Wendy Jara's three-year journey through the Rite of Christian Initiation of Adults shows the evolution of her relationship with God.
Her literal journey begins in Guangzhou, China; then to Mexico City, where Jara receives a lift from Our Lady of Guadalupe, and continues in Walnut Creek, California. There's a dash of Korean drama, the Internet and a loving family with Mexican roots. There is love.
In the first year, Sister Dominic Bonnici, OP, who directs the adult faith formation program at St. Mary Parish in Walnut Creek, asked Jara, "What is God like to you?" "God is like Santa Claus in American culture," Jara replied. "I make a wish. I tell him what I want. Praying is making a wish." In the second year, she said, "I feel God is looking at me all the time and He knows what I'm doing and I'd better behave myself." In her third year, Jara, 28, sees God in a different light. "God is a father to me. And he is shaping me, not to what I want. It's what he wants."
Jara’s introduction to the Catholic faith came through her husband, Donato. Wendy and a friend enjoyed watching Korean drama, and went online to chat with others with similar interests. She was interested in chatting with a Korean on the subject. Donato Jara, who was studying international business in Korea, was looking for Korean friends online. "I didn't know he was American," Wendy Jara said.
During a break from school, he went to China. Three months later, they were married in China. A year later, on March 28, 2008, they married in the cathedral of her home city of Guangzhou. Twenty members of his family and friends came to the wedding; 60 came from her side of the family. "It was a beautiful cathedral," she said, "but back then, I didn't know anything."

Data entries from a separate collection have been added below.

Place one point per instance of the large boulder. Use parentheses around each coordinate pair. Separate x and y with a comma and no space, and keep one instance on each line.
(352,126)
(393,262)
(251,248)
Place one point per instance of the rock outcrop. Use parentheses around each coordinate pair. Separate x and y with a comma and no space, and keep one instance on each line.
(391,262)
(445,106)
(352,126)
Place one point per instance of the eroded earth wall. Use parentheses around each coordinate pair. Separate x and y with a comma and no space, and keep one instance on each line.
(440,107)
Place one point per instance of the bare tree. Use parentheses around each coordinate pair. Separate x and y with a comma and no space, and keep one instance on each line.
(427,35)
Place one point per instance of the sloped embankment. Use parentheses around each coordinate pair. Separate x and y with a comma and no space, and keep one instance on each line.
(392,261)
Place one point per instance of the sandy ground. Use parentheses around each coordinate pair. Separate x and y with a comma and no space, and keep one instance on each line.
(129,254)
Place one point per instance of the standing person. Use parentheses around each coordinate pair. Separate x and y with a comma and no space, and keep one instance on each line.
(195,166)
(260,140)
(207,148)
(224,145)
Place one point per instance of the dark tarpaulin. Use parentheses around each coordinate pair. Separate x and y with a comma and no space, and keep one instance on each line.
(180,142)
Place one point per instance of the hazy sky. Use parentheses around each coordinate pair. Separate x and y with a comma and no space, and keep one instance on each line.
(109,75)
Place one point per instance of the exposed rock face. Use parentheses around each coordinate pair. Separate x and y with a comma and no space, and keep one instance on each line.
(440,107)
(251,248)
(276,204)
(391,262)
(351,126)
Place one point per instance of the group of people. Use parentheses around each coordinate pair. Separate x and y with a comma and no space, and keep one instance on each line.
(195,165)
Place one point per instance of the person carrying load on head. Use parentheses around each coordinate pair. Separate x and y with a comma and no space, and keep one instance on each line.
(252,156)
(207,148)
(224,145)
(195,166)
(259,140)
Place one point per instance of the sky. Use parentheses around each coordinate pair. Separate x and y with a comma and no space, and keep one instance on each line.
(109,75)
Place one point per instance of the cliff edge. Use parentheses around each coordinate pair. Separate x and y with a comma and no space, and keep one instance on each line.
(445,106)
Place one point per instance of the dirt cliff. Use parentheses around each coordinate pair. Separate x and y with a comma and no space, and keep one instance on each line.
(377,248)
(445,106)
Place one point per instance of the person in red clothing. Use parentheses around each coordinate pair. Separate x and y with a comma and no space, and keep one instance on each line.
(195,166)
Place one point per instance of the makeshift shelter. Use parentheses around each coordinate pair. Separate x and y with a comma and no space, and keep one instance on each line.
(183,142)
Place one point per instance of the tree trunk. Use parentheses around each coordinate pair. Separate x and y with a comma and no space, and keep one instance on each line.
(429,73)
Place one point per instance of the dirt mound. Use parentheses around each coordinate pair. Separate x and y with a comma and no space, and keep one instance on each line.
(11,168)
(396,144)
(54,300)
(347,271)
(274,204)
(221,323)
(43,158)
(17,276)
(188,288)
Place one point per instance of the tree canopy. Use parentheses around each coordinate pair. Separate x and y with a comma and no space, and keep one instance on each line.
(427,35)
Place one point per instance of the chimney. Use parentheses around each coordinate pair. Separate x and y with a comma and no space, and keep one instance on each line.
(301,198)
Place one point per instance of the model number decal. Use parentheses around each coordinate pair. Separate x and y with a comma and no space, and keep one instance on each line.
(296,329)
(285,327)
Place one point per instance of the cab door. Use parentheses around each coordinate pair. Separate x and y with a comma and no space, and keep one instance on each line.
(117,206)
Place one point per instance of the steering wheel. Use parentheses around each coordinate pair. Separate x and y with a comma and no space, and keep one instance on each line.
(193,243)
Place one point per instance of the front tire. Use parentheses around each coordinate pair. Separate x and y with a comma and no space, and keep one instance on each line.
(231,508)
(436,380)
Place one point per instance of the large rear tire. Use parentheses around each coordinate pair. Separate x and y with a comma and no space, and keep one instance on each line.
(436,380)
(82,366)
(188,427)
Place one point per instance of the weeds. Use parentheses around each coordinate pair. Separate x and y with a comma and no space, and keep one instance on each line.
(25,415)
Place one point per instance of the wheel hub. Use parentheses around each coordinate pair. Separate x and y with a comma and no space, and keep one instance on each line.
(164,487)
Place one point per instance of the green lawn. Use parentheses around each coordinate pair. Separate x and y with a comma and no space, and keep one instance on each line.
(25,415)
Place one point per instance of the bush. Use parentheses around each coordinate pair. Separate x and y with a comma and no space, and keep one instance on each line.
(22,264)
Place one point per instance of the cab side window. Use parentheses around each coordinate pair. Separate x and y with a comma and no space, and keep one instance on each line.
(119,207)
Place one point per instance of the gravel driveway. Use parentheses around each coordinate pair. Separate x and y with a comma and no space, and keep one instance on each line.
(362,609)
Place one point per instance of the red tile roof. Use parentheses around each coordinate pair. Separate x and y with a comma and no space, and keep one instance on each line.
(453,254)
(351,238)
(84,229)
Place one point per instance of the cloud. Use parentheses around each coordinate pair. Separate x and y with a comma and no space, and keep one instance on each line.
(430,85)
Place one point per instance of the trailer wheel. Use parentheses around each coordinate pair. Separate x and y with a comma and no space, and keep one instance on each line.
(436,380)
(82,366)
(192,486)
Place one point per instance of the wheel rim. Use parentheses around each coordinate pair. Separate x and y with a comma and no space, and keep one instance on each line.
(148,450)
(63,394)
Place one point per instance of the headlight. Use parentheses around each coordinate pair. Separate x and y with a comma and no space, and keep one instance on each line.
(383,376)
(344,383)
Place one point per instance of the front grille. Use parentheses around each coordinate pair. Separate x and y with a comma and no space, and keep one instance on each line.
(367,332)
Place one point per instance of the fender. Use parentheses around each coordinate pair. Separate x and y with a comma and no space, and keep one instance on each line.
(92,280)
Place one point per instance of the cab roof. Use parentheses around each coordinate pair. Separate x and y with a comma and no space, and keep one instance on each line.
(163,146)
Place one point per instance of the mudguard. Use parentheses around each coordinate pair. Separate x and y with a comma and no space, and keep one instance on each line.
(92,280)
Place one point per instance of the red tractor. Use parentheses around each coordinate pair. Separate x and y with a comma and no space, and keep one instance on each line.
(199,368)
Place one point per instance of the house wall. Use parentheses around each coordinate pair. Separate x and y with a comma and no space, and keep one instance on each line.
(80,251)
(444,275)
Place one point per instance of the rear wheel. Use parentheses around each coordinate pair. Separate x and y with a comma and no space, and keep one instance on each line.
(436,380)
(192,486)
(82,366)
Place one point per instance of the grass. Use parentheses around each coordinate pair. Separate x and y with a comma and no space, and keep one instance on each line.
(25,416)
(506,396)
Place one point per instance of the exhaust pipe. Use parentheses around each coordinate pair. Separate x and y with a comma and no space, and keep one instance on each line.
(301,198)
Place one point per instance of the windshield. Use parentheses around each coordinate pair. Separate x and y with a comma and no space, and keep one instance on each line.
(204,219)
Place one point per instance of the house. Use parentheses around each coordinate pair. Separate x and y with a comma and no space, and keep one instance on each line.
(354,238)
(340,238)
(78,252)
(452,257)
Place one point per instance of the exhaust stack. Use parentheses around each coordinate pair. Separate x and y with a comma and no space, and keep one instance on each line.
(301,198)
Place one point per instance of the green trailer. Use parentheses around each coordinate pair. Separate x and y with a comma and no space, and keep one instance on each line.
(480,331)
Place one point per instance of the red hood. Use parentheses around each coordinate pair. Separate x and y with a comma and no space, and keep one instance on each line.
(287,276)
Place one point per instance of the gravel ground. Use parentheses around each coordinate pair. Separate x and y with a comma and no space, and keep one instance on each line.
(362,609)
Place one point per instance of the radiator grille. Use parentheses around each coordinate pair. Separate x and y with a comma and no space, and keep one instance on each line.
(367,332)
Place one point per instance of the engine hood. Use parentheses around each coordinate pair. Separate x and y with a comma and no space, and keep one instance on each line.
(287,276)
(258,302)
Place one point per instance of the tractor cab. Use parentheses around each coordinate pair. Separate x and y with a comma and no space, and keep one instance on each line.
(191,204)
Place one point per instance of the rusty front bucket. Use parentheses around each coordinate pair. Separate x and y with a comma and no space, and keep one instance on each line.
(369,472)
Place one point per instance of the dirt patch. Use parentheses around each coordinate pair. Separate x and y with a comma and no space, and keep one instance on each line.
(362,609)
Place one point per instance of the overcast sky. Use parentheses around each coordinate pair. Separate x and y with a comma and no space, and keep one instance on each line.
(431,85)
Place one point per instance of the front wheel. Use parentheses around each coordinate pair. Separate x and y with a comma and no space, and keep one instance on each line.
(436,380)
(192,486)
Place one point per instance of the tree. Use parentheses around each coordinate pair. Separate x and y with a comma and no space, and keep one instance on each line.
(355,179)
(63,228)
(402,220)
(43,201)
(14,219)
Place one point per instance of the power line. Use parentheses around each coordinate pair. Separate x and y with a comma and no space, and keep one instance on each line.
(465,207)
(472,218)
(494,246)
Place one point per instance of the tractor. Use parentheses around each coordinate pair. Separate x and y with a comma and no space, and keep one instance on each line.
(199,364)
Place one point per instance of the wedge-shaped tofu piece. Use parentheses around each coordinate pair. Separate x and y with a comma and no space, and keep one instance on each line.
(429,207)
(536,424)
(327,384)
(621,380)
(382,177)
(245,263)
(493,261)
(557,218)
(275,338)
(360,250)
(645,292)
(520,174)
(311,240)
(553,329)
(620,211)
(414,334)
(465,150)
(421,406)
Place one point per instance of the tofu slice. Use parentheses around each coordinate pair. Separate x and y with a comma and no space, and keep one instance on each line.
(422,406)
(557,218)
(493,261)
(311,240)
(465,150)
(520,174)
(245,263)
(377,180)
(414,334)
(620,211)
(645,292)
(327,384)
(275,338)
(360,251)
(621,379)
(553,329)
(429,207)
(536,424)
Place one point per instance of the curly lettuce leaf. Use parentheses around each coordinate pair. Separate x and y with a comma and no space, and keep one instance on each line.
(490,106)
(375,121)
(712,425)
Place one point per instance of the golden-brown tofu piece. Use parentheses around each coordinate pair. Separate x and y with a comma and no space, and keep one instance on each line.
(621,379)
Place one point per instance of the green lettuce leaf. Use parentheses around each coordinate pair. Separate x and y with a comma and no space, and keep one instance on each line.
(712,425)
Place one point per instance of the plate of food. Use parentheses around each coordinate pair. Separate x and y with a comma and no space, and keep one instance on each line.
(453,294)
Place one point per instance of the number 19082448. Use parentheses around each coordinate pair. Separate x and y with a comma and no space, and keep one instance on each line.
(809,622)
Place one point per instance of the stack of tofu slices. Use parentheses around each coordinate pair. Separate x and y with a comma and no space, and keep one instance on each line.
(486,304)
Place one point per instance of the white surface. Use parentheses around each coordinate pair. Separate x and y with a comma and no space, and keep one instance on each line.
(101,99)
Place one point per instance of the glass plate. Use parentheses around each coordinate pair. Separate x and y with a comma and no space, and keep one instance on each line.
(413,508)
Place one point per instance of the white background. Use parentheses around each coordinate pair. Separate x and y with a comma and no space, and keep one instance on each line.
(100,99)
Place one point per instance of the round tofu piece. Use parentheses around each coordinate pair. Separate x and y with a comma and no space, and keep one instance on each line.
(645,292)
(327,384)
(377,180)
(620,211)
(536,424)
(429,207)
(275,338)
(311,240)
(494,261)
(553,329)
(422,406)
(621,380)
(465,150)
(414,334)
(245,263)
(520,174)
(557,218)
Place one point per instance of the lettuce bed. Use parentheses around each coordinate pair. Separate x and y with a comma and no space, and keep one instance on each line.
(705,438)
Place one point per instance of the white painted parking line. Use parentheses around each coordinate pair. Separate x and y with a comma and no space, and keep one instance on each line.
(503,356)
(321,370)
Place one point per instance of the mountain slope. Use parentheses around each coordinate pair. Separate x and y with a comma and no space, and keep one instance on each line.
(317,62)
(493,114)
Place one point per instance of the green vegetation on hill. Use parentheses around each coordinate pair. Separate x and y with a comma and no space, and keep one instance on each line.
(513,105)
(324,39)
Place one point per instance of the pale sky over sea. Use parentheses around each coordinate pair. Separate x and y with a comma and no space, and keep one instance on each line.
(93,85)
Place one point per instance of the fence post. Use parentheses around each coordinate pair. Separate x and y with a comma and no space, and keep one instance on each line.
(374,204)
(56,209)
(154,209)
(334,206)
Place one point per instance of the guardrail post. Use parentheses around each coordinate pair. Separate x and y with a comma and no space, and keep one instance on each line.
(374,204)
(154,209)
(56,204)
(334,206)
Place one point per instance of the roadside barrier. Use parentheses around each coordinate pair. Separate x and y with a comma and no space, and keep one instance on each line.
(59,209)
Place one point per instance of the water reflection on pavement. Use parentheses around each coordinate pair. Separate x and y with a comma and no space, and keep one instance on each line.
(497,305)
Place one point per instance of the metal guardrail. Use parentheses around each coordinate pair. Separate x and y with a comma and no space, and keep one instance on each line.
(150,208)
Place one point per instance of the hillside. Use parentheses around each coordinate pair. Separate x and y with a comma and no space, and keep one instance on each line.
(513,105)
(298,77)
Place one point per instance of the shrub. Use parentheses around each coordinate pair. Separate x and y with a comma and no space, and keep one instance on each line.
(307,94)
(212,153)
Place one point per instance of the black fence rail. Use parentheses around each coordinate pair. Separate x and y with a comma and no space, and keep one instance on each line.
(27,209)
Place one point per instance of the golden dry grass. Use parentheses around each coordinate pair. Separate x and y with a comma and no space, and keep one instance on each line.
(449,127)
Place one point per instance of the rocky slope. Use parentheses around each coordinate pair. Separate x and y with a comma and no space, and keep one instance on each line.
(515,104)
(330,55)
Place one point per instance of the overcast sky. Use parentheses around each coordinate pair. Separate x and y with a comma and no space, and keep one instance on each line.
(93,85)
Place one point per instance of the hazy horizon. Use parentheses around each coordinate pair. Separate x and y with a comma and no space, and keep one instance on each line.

Her faith began to take shape during a trip to Mexico, to meet her husband's grandmother. In the cathedral in Mexico City, "That was the first time I got something," she said. "Like a little click. The story of Our Lady of Guadalupe. My husband told me stories. I felt like it was so powerful. Before that, I doubted. The packed church, with all the people so faithful — that really clicked for me."
Her first year in the United States, she started going to church. "Of course, I didn't know what was going on," she said. I started asking, "What am I doing here?"
Her husband introduced her to Sister Dominic. "I started my journey," said Jara, who came to classes armed with an electronic Chinese-English translator and a Chinese-English Bible.
"Three years ago, I felt very helpless and frustrated," Jara said. She found her RCIA instructors to be “like angels to me." But in the first year, she said, "I felt weak in my faith.” In the second year, Jara decided to end the faith journey. "The only thing I ask you," her husband told her, "is please don't give up."
She felt her faith growing stronger. "It was so wonderful to be in RCIA. I still have a stressful life, but I can see it in another way. God shapes you like clay. He shapes you to be the person he wants you to be. I feel that's me. All the obstacles … that's what God used to shape me. It means he cares about me."
The Rite of Election, at the Cathedral of Christ the Light, was a special time for Jara. "I think I will never forget that moment," she said. The rite came on a busy weekend, but the night before, she said, she fell asleep, both at peace, and excited.
"The feeling is like you have been in love with someone for three years and now you're going to get married," she said.
Jara is preparing for receiving the sacraments at the Easter Vigil. "I am really, really blessed," she said. "I knew nothing five years ago. I didn't know religion. I'm hoping I never give up. I want to be what God wants me to be."